By the end of 1932, the story was finished, though never designed for wider publication. Instead Tolkien shared it with his friends, including C.S Lewis, and a student of his called Elaine Griffiths, who liked the manuscript so much that she showed it to the publishers George Allen and Unwin in 1936.
The novel was an immediate success
Much to Tolkien’s surprise, when Mr Unwin’s ten-year old son enjoyed the tale, it was published in September 1937. All the original copies, which were designed and illustrated by the author, sold out in weeks, and new print runs were almost constant until paper rationing began during World War Two.
The book was such a success that Tolkien was soon approached about a sequel: The Lord of The Rings. In anticipation of the second work’s darker tone and themes, Tolkien revisited The Hobbit to ensure that both were thematically and stylistically consistent.

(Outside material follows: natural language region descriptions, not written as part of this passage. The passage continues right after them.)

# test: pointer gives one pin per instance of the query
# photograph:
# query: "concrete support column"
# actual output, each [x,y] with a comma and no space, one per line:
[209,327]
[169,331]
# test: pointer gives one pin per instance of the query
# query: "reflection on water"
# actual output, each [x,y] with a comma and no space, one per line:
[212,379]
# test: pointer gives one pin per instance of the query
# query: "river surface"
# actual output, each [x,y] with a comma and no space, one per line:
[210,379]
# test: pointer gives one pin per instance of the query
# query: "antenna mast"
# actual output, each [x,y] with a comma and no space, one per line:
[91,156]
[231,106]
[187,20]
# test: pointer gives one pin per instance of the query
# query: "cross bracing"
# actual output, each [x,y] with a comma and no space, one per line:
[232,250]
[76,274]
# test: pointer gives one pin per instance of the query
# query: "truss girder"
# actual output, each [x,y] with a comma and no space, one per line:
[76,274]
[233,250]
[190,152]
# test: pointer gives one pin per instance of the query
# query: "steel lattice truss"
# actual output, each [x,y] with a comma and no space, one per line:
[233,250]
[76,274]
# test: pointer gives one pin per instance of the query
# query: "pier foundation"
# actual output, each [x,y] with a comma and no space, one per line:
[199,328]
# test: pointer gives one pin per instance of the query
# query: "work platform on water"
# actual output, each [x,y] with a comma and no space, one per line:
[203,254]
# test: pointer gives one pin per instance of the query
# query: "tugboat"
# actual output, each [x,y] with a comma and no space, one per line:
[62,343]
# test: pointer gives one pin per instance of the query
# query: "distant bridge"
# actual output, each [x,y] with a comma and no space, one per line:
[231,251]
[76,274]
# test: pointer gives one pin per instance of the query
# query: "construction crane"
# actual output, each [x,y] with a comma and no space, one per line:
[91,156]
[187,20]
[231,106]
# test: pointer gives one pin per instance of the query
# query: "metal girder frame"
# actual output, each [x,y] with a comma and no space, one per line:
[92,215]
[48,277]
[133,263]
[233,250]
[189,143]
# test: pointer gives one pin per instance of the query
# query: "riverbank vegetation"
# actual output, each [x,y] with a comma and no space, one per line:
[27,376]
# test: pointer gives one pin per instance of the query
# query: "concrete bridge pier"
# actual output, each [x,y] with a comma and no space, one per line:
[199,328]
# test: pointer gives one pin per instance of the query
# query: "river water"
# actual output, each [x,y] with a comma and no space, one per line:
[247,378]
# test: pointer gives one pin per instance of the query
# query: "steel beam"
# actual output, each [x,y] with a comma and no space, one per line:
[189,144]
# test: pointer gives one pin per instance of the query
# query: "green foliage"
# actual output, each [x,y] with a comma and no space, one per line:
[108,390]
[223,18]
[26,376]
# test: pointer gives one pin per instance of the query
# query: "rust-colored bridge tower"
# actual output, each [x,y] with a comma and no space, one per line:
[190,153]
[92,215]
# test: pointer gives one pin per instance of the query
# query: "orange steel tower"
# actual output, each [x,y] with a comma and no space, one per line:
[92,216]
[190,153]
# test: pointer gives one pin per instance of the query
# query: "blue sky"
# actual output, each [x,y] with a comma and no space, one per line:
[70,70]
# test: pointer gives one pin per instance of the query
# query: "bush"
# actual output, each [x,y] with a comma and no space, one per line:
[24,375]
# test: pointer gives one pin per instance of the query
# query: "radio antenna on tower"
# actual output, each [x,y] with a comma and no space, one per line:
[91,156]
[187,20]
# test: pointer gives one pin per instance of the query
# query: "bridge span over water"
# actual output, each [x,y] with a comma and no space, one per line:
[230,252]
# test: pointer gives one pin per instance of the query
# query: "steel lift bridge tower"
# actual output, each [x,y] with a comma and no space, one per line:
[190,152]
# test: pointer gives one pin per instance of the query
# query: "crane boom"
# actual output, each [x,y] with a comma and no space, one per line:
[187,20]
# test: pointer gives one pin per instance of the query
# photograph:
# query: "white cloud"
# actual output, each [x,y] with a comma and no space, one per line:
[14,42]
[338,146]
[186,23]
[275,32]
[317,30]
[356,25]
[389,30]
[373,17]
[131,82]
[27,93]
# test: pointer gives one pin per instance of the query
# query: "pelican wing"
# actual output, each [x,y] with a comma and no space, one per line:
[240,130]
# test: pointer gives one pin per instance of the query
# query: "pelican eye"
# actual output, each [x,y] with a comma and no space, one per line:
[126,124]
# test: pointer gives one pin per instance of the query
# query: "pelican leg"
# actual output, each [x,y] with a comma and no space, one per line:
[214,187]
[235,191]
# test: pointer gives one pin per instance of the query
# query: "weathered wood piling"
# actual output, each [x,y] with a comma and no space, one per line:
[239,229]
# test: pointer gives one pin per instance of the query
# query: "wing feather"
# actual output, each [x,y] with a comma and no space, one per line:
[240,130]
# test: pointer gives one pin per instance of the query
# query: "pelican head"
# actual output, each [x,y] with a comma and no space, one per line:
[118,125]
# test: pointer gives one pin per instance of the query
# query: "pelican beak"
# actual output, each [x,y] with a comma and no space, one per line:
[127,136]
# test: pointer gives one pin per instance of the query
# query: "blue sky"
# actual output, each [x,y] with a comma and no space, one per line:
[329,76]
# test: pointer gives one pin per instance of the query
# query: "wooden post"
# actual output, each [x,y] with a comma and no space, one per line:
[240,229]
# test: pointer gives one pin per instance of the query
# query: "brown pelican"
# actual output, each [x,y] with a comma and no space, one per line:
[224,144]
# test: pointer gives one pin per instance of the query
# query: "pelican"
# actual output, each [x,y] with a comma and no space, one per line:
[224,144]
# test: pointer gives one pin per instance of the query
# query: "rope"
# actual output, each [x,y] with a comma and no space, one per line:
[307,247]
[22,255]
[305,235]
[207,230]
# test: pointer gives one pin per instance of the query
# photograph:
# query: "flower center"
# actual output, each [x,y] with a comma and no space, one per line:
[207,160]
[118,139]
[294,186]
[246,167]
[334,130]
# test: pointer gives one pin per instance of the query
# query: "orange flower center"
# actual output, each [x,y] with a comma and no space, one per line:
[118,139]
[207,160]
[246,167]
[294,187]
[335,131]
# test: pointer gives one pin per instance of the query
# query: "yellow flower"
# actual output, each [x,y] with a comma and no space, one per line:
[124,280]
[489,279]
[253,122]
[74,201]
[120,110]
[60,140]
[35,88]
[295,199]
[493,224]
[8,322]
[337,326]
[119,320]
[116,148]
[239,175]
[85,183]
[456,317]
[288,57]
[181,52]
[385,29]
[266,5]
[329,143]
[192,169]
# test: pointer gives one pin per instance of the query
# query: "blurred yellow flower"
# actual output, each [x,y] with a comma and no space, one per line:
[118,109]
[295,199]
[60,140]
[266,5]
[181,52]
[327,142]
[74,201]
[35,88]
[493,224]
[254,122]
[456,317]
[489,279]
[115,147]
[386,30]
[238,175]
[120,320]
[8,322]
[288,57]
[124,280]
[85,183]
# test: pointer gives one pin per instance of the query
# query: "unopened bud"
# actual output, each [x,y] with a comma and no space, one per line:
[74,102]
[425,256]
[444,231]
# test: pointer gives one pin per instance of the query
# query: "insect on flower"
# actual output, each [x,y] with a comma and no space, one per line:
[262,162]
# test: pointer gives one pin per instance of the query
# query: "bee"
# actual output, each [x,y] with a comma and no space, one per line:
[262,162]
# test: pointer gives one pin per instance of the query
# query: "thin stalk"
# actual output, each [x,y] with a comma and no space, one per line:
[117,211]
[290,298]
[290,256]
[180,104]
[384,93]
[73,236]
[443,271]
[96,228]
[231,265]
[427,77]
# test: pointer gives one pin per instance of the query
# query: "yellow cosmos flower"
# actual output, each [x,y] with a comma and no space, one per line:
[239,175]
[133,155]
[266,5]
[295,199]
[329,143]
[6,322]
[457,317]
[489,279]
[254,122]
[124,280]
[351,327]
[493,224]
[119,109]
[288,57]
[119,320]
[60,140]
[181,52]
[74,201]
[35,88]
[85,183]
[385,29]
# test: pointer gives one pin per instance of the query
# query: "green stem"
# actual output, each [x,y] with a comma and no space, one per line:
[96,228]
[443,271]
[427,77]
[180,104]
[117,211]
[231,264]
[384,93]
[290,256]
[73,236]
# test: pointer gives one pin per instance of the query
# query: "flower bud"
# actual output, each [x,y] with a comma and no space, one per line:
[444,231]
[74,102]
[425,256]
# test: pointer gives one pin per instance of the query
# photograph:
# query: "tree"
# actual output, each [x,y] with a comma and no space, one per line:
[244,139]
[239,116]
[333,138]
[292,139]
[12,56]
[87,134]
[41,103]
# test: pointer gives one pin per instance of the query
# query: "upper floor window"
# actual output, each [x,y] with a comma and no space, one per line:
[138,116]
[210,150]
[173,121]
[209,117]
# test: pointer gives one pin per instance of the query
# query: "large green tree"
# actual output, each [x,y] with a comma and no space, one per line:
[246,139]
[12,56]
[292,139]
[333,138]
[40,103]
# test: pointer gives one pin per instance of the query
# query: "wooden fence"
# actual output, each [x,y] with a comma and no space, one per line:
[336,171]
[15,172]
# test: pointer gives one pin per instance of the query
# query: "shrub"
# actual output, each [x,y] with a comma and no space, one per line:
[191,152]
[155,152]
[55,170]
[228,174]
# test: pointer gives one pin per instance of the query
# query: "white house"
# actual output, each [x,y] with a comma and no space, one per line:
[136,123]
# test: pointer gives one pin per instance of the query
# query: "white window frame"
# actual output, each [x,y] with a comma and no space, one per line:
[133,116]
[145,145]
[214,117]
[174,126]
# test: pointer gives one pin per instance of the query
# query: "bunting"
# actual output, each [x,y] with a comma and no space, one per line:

For instance, in the original scene that depicts Bilbo winning the ring from Gollum, the latter hands it over amicably. In his revision of the scene, Tolkien includes Gollum’s extreme anguish to highlight the corrosive power of the ring.
A war influence?
In the eighty years since The Hobbit was published it has been subject to endless literary criticism, as writers have tried particularly to understand the impact of World War One upon Tolkien’s work.
However, another interesting influence comes in the form of Norse mythology. Many of the names in the book, including Gandalf, are taken from old sagas, as are the races of trolls, elves and dwarves. Even Tolkien’s famous Middle Earth is derivative of the Midgard of Norse mythology, or the realm of men where we all reside.
It is in part the mixture of old and new, however, that makes The Hobbit and The Lord of The Rings so timeless. In both works, the overall hero is not a great sword-wielding warrior, but a small and mostly unremarkable hobbit – the classic every-man who displays forms of heroism that are not those of Beowulf but are equally effective.
Many critics link this in some way with World War One, where mechanised conflict meant that displays of strength and obvious courage were much less valuable. Almost every account of the opening battles of the war is furnished with a brave officer, sword in hand, riding in front of his men in defiance of the enemy, only to be shot dead almost immediately.
The dragon Smaug, the overarching villain of The Hobbit, also illustrates this theme. Though he is almost exactly like the intelligent yet malevolent dragon in Beowulf, he has the most modern anachronistic dialogue of any character, and descriptions of the terrible ‘desolation of Smaug’ bear a strong resemblance to the ravaged earth of no man’s land.
These depictions of supernatural earth-shaking forces of destruction are present in the historical and fantastical works of many survivors of the war, who had to live in a newly fragile world.